The junior squeeze will get worse. Entry-level jobs in AI-heavy fields will keep dropping. We'll finally have to talk about what happens when AI wipes out the work that used to teach people judgment.

The centaur model will show up. Companies will start to notice who knows when to override AI and who doesn't. It won't be official, but it will shape careers.

Blue-collar work will get a boost. As entry-level office jobs dry up, trades and skilled manual work will gain both status and pay. The old idea that desk jobs are always better will start to fade.

If You're Leading People

Stop pretending this is a smooth ride. 74% of companies are struggling. Admitting it's hard builds more trust than empty optimism.

Invest in judgment, not just tech. Buy the AI tools, sure. But spend twice as much time teaching people when not to trust them. That's the skill that matters.

Fix the junior pipeline. If AI takes over entry-level work, how do people learn judgment? Build alternatives: apprenticeships, rotations, and real mentorship.

If You're an Individual

Familiarity beats fear. If you aren't using AI tools yet, start now. Knowing what they can and can't do is better than worrying about what-ifs.

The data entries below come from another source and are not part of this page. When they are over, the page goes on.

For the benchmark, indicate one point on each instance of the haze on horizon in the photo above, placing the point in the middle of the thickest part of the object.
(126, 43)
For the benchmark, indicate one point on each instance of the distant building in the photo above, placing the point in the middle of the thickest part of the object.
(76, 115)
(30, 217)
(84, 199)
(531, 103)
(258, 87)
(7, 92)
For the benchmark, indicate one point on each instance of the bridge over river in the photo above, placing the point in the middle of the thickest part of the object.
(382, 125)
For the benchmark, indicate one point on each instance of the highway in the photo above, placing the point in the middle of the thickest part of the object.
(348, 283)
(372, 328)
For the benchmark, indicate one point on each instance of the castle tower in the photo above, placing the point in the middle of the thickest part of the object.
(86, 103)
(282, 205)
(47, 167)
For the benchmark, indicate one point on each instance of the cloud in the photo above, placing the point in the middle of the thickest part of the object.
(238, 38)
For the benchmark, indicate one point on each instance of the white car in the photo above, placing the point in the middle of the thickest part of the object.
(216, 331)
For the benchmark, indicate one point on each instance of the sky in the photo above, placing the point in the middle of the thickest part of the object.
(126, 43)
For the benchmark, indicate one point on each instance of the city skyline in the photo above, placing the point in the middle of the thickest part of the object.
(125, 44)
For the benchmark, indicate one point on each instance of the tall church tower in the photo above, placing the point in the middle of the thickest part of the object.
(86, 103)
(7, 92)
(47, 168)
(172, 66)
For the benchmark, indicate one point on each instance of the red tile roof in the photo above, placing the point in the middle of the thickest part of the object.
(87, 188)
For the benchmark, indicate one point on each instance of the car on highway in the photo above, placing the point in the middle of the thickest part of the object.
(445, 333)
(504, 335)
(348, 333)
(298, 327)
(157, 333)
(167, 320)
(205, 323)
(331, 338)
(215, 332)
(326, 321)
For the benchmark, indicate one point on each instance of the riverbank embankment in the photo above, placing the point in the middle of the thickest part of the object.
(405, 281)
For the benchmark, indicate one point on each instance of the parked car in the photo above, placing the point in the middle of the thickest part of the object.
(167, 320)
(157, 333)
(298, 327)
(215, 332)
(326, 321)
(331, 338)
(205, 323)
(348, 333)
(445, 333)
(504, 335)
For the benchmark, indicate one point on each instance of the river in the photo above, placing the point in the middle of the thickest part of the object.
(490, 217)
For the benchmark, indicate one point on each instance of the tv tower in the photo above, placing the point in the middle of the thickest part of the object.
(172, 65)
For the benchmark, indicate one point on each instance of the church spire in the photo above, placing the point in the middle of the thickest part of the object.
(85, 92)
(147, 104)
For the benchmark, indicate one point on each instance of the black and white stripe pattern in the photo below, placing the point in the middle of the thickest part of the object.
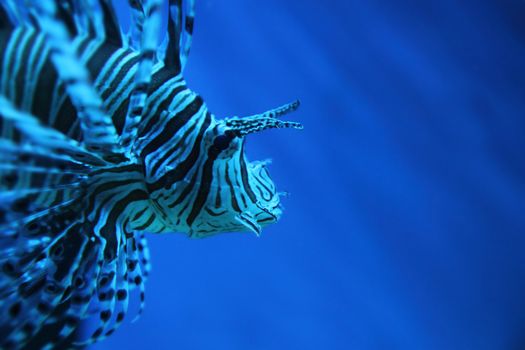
(100, 142)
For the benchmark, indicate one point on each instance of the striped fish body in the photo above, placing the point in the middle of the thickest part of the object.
(100, 141)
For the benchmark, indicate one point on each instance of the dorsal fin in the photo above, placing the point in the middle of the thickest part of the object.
(172, 58)
(65, 13)
(111, 27)
(180, 30)
(5, 20)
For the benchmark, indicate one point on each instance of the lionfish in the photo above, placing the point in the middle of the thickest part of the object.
(100, 141)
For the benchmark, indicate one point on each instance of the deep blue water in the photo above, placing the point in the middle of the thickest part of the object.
(405, 225)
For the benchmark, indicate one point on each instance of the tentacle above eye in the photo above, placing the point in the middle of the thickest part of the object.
(267, 120)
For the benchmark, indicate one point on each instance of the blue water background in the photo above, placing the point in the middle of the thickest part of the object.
(405, 227)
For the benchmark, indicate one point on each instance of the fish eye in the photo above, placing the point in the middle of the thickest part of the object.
(222, 141)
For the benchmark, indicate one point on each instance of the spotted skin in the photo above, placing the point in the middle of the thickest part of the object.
(102, 141)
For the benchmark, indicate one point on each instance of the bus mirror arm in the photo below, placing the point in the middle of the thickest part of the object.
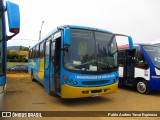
(11, 36)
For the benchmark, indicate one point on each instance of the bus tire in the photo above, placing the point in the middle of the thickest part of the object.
(142, 87)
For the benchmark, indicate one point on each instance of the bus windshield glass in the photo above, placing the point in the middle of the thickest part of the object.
(154, 54)
(91, 51)
(1, 42)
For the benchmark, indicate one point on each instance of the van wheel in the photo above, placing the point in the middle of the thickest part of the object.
(142, 87)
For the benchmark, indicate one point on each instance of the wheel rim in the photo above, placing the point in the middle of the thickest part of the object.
(141, 87)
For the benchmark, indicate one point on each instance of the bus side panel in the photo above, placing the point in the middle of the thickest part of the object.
(36, 67)
(46, 74)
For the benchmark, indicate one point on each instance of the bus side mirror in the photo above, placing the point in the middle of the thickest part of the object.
(13, 15)
(66, 37)
(124, 41)
(130, 42)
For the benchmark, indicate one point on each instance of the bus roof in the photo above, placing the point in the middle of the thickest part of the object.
(70, 26)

Task-based work is at risk. Judgment-based work lasts longer. If your job is pattern or rule-based, it's automatable. Context, persuasion, and handling ambiguity are harder to replace.

Your employer's AI skills matter. Whether you thrive or struggle might depend less on your own skills and more on whether your leaders actually know what they're doing with AI.

The Honest Ending

Someone asked me what we'll call "work" by the end of 2026.

I don't have a clear answer. But I do know the word is buckling under the weight of what it's supposed to cover. Tasks are being split. Jobs are breaking up. The vocabulary is lagging behind.

I'll check back in December. By then, we'll see if the junior squeeze got worse or levelled out. If the centaur model went mainstream or stayed niche. If we found new words or just kept using the old, broken ones.

Some of you will be freer in 12 months, doing more strategic work and handing off the boring stuff. Some will feel more anxious about AI moving in on your turf. Most will feel a bit of both.

If you're still not paying attention, you're missing the point. The transformation isn't coming; it's already here. The only question is whether you'll shape it, or let it shape you.